Ex-presidente do Cazaquistão Nursultan Nazarbayev e o presidente da China Xi Jingping. Crédito: Greg Baker-Pool/Getty Images/ Foreign Policy.

É interessante notar que as relações entre Washington e Astaná são significativamente bastante cordiais, mesmo que Nazarbayev tenha sido um dos principais – senão o principal – patrocinador das iniciativas de integração eurasiática e que as relações econômicas entre EUA e o Cazaquistão sejam bem menos significativas. Apesar da política externa bastante peculiar de Trump, nota-se um viés de continuidade desde a era Bush, no sentido de manter linhas diversificadas de diálogo entre os dois países.

O ex-presidente do Cazaquistão Nursultan Nazarbayev e o presidente dos Estados Unidos Donald Trump. Crédito: Zimbio.

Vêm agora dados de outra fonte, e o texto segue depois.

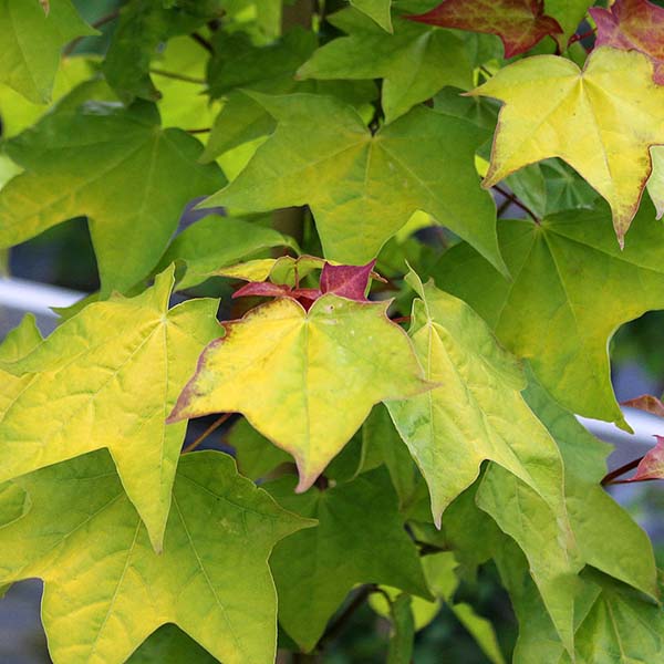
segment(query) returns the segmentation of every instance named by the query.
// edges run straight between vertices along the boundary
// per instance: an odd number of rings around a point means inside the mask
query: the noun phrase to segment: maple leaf
[[[414,272],[406,280],[421,298],[409,334],[426,378],[440,387],[387,408],[428,484],[436,525],[485,459],[513,473],[564,519],[560,456],[521,397],[526,378],[517,361],[465,302],[433,282],[423,286]]]
[[[426,13],[406,18],[440,28],[497,34],[506,58],[529,51],[547,35],[562,33],[560,23],[544,14],[543,0],[444,0]]]
[[[209,215],[173,240],[157,270],[183,261],[186,271],[179,277],[177,288],[186,290],[203,283],[225,267],[273,247],[299,250],[293,238],[272,228],[246,219]]]
[[[500,70],[469,93],[505,102],[484,186],[561,157],[609,201],[622,246],[652,170],[650,147],[664,143],[664,87],[652,74],[642,53],[608,46],[583,70],[554,55]]]
[[[98,34],[70,0],[53,0],[44,9],[39,2],[0,0],[0,83],[35,104],[51,98],[62,46],[76,37]]]
[[[664,83],[664,9],[647,0],[618,0],[610,9],[591,7],[598,25],[595,48],[640,51],[654,66],[654,80]]]
[[[197,163],[198,141],[160,129],[154,105],[116,106],[64,105],[10,139],[4,149],[25,173],[0,191],[0,247],[89,217],[104,297],[144,278],[185,205],[224,183],[217,165]]]
[[[279,622],[302,649],[313,649],[357,583],[385,583],[430,599],[385,469],[303,496],[293,494],[293,485],[283,478],[266,489],[283,508],[318,520],[315,528],[280,542],[270,559]]]
[[[474,166],[484,132],[417,107],[372,136],[356,111],[333,97],[251,96],[278,120],[277,129],[201,207],[267,211],[309,204],[325,257],[353,264],[374,258],[423,209],[502,269],[495,206]]]
[[[622,323],[664,308],[664,227],[654,222],[652,207],[642,206],[621,251],[606,218],[602,206],[553,215],[541,226],[504,221],[499,239],[512,282],[468,246],[445,255],[434,278],[527,359],[562,405],[626,427],[606,344]]]
[[[121,664],[165,623],[229,664],[273,660],[268,558],[278,540],[313,522],[281,509],[227,455],[183,457],[162,554],[105,452],[9,486],[32,509],[0,528],[0,583],[44,580],[42,619],[56,664]],[[15,502],[0,492],[1,510],[6,500]]]
[[[186,430],[164,419],[219,333],[216,300],[168,310],[173,281],[169,269],[136,298],[89,304],[1,365],[15,377],[0,400],[0,481],[107,447],[156,549]]]
[[[321,293],[334,293],[341,298],[366,302],[366,292],[376,260],[365,266],[333,266],[325,262],[321,271]]]
[[[398,20],[392,35],[353,10],[342,10],[328,21],[349,37],[315,51],[298,70],[298,79],[384,79],[382,106],[387,123],[446,85],[463,90],[473,85],[465,45],[450,32]]]
[[[465,302],[415,273],[408,283],[422,298],[413,307],[411,335],[427,380],[440,387],[388,403],[396,428],[429,487],[432,513],[443,510],[491,465],[478,505],[528,552],[547,606],[568,643],[572,634],[573,557],[560,453],[521,396],[526,378]],[[520,512],[520,499],[494,506],[501,491],[532,495],[538,509]],[[519,523],[530,526],[519,531]],[[546,542],[549,542],[548,544]],[[553,543],[556,542],[556,543]]]
[[[307,312],[279,298],[225,323],[168,421],[242,413],[295,458],[307,490],[374,404],[430,387],[387,305],[325,294]]]
[[[655,436],[657,443],[636,466],[636,473],[627,481],[664,479],[664,436]]]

Além de ter obtido significativo sucesso em sua política externa, com a manutenção de laços prolíficos com as grandes potências mundiais, o Cazaquistão logrou uma posição de líder dentro da Ásia Central, em detrimento do Uzbequistão, país mais populoso da região. Desde o final da era soviética, o Cazaquistão conseguiu transmitir uma imagem de estabilidade e receptividade, o que tem agradado bastante a investidores, sejam eles russos, chineses, americanos ou europeus.

O país tomou um rumo diferente do Turcomenistão (que permaneceu bastante isolado por muito tempo), do Tajiquistão (envolto em guerra civil na década de 1990 e desde então permanece instável, inclusive com ativismo de grupos religiosos extremistas internacionais), do Quirguistão (alvo de uma tentativa frustrada de Revolução Colorida nos anos 2000, e sob constante turbulência política) e do Uzbequistão (também sob turbulência política e com tensões interétnicas). No plano econômico, o Cazaquistão foi uma das ex-repúblicas soviéticas com melhor desempenho.

Assim como as demais repúblicas centro-asiáticas, o Cazaquistão era menos desenvolvido em comparação com as repúblicas eslavas e bálticas da União Soviética. Atualmente, o país apresenta produto per capita muito superior ao da Ucrânia e mesmo ao da Bielorrússia, ainda que a desigualdade econômica tenha aumentado e a economia do país ter avançado com base na exploração de recursos naturais, sobretudo recursos energéticos e mineração.

Em anos recentes, a economia sofreu com a depreciação dos preços internacionais do petróleo e de outros insumos energéticos e, conjunturalmente, com a eclosão da crise ucraniana a partir de 2014. O governo cazaque empreendeu algumas reformas econômicas, nas quais se situam algumas privatizações, aumento do investimento estatal em infraestrutura e desvalorização cambial, com resultado postivo entre 2016 e 2017. Voltemos ao ponto inicial do texto. Dados os avanços no front da política externa e mesmo na política econômica, é pouco provável que se registrem grandes mudanças na condução da política cazaque ao menos no futuro próximo.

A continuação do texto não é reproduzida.